For exterior wood products, that balance is critical. We want improved stability, durability, and appearance, but we also need to understand strength retention, fastener performance, coating compatibility, machining behaviour, and product-specific limits.
That is why testing matters. The process creates the potential. Validation proves where and how the product should be used.
Open system thermal modification and the role of steam.
Industrial thermal modification technologies differ in how they manage heat, moisture, and process atmosphere. Some systems use closed or pressurized environments. Others operate closer to atmospheric pressure. The science behind thermal modification is an open system process, using heat and steam under atmospheric pressure.
Steam is important because it supports heat transfer, helps protect the wood from burning at high temperatures, and helps regulate the treatment atmosphere. In a controlled process, the role of steam is not incidental. It is part of the system that makes high-temperature wood modification possible and repeatable.

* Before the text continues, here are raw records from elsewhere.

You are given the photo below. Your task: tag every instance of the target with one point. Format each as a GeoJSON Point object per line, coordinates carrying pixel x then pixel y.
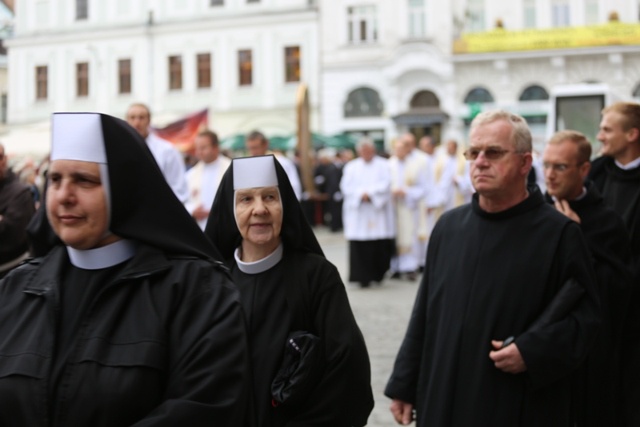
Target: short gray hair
{"type": "Point", "coordinates": [520, 135]}
{"type": "Point", "coordinates": [366, 141]}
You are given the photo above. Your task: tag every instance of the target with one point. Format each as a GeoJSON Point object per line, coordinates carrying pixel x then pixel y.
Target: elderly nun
{"type": "Point", "coordinates": [308, 358]}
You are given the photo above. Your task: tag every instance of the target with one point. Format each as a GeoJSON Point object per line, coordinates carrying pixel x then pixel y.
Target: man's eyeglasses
{"type": "Point", "coordinates": [491, 153]}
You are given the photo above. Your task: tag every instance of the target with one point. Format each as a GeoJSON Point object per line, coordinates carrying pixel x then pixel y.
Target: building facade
{"type": "Point", "coordinates": [242, 59]}
{"type": "Point", "coordinates": [373, 67]}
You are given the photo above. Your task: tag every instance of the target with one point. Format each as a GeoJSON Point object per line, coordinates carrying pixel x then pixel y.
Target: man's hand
{"type": "Point", "coordinates": [507, 359]}
{"type": "Point", "coordinates": [398, 193]}
{"type": "Point", "coordinates": [563, 207]}
{"type": "Point", "coordinates": [402, 412]}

This is one reason equipment choice matters. The same species can behave differently depending on kiln design, airflow, temperature control, moisture control, probe placement, software, and treatment schedule. Thermal modification is therefore not just a material process. It is an industrial control process.
Why Western selected Jartek.
Western Forest Products selected Jartek as its thermal modification partner following an extensive global evaluation of available systems. Jartek’s position as a Finnish market leader with decades of industrial experience and successful installations worldwide made it the most credible and proven solution for Western’s commercial-scale needs. We selected Jartek because this project requires more than equipment. It requires proven expertise, process discipline, technical support, and a partner with deep experience in industrializing thermal modification.
Jartek is a Finnish wood processing technology company whose product portfolio includes thermal kilns, lumber handling lines, planer lines, calibration and testing equipment, and complete mill solutions. They helped advance industrial thermal modification technology.
‘The right kiln partner does not just supply heat. They help us build repeatability, confidence, and commercial discipline.’
– Sepideh Nourian, Product Developer, Western Forest Products
That approach aligns directly with our Hem-Fir program. Hem-Fir is familiar to us, but thermally modified, knotty, second-growth Hem-Fir needs species-specific development. It needs trials, process adjustment, testing, documentation, and field learning.
Jartek also states that every wood species reacts differently to thermal modification, which means process optimization by species is essential. That is an important principle for us. We are not simply applying a generic recipe. We are developing the right process window for our fibre, our product applications, and our market requirements.